Noticed while poking around at T389819

		$event = [
			'userId' => $userId,
			'userName' => $user->getName(),
			'isSelfMade' => $isSelfMade,
			'campaign' => $req ? $req->campaign : '',
			'displayMobile' => $displayMobile,
			// @todo: Remove these unused fields when they're no longer required by the schema.
			'token' => '',
			'userBuckets' => '',
			'isApi' => defined( 'MW_API' ),
			'sul3Enabled' => $sul3Enabled,
		];

https://gitlab.wikimedia.org/repos/data-engineering/schemas-event-secondary/-/blob/master/jsonschema/analytics/legacy/serversideaccountcreation/current.yaml

properties:
  event:
    type: object
    required:
      - token
      - userId
      - userName
      - isSelfMade
      - campaign
      - userBuckets
      - displayMobile
      - isApi
    properties:
      token:
        description: User token
        type: string
      userId:
        description: User ID'
        type: integer
      userName:
        description: Username of newly-created user
        type: string
      isSelfMade:
        description: >-
          False if existing user created this account for someone else, true
          otherwise
        type: boolean
      returnTo:
        description: >-
          Indicates the wiki page the user was on when initiating Create
          account.
        type: string
      returnToQuery:
        description: >-
          The query string, if any, for the wiki page the user was on when
          initiating Create account.
        type: string
      campaign:
        description: Contents of 'mediaWiki.campaign' cookie.
        type: string
      userBuckets:
        description: Contents of 'userbuckets' cookie.
        type: string
      displayMobile:
        description: Whether the mobile view is active.
        type: boolean
      isStable:
        type: string
        enum:
          - stable
          - beta
          - alpha
        description: >-
          Whether the user is seeing the regular non-beta, beta, or alpha
          version of the mobile site. (Not implemented as of 2013-02-12.)
      isApi:
        description: Whether the account creation is using API.
        type: boolean
      sul3Enabled:
        description: Whether Single User Login v3 is enabled for this request or not.
        type: boolean

Does this mean https://wikitech.wikimedia.org/wiki/Event_Platform/Schemas/Guidelines#Acceptable_identifier_regex isn't working?

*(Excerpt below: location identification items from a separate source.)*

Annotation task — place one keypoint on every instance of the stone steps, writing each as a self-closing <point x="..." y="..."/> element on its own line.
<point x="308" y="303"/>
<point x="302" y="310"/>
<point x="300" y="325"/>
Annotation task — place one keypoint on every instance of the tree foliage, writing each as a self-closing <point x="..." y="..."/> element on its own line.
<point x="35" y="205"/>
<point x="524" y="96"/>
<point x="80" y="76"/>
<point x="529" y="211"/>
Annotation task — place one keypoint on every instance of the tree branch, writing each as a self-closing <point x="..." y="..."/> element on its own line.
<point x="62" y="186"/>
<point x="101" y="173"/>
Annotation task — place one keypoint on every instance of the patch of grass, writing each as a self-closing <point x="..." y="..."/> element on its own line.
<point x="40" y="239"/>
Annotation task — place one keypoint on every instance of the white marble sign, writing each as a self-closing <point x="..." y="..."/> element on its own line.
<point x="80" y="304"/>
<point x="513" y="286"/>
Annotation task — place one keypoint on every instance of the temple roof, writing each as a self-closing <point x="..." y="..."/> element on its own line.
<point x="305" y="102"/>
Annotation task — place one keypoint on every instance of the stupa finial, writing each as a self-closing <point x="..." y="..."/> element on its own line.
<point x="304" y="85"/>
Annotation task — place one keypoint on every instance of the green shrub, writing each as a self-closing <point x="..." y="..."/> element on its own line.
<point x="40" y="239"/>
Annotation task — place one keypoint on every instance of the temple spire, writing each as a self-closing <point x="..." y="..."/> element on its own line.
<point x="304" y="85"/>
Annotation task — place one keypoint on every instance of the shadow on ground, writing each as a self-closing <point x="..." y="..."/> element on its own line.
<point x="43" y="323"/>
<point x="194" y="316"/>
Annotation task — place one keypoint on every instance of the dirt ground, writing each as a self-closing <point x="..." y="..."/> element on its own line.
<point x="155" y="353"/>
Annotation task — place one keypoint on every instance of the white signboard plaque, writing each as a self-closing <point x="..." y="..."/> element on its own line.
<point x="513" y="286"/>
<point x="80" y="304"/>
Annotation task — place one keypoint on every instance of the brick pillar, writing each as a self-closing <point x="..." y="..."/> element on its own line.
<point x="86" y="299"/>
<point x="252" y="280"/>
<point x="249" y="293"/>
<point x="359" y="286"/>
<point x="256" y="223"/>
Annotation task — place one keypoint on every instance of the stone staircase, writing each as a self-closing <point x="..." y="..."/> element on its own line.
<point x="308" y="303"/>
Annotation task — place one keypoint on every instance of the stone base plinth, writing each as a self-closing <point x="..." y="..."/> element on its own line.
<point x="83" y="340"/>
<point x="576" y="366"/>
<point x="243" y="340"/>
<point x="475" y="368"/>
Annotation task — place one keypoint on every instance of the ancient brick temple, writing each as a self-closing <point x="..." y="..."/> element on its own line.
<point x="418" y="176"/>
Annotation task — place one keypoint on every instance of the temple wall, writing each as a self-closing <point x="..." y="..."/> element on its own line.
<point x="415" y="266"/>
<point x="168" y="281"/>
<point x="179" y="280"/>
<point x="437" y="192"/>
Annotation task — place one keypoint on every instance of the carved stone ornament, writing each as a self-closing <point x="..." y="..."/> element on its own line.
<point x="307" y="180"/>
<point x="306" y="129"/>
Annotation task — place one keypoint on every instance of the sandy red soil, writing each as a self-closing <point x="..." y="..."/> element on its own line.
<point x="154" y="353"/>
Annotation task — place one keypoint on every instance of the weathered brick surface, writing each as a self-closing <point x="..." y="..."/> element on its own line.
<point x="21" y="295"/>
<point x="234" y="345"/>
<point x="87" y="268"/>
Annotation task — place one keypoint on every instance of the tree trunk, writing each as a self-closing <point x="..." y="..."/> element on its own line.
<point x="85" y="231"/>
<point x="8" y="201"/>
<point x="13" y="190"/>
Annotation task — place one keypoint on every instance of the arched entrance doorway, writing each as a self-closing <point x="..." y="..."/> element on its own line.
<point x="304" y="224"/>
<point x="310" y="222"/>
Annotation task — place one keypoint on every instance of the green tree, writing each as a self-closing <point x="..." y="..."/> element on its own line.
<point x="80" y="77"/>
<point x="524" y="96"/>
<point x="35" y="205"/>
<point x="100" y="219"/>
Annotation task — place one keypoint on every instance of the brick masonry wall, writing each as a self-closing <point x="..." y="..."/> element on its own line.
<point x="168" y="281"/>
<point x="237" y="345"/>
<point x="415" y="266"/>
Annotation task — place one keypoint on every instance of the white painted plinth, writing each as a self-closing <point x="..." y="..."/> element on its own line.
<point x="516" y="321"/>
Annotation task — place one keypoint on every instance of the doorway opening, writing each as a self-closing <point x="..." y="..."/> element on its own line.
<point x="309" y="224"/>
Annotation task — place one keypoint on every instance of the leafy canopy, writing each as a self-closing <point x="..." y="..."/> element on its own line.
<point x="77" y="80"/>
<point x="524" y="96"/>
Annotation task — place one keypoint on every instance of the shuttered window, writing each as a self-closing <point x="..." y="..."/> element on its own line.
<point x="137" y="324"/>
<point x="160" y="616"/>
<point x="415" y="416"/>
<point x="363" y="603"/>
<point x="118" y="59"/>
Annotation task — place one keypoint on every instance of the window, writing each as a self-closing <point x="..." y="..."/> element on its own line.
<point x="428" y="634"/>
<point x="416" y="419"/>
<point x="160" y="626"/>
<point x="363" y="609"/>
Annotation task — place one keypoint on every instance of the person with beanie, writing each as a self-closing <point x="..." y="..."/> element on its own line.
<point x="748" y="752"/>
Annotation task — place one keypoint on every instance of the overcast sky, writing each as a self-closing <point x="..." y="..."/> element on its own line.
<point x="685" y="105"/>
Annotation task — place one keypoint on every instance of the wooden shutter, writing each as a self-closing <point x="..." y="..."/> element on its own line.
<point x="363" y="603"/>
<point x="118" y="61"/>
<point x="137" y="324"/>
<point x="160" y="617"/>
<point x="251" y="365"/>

Or are these not considered identifiers?

Event Timeline

This is a legacy schema, migrated from the older eventlogging system. From https://gitlab.wikimedia.org/repos/data-engineering/schemas-event-secondary

analytics/legacy: This directory is for legacy EventLogging schemas that have been migrated from meta.wikimedia.org's Schema namespace. After the associated instrument(s) are updated to use the migrated schema, all updates to the schema must be made in this repository, not on the legacy Schema page on Meta-Wiki.

NOTE: Schemas in analytics/legacy are excluded from schema robustness tests.

https://gitlab.wikimedia.org/repos/data-engineering/schemas-event-secondary/-/blob/master/.jsonschema-tools.yaml?ref_type=heads#L15-18

So... Do we care?

Should new fields (going forward) be named to meet the new rules, rather than continuing to spread old patterns?

New fields should use the new rules.

Or... you could make a brand new Metrics Platform based instrumentation and decom the ServerSideAccountCreation one ;)

broke those rules ;)

I suppose it did! But the legacy schemas are bit exempt from the rules so there is already special casing for it.

If you'd prefer to use camelCase for consistency with other fields in the schema, I don't think there will be a problem.

Reedy triaged this task as Low priority.Mar 24 2025, 7:10 PM

Not going to take any action here, but thank you for the report!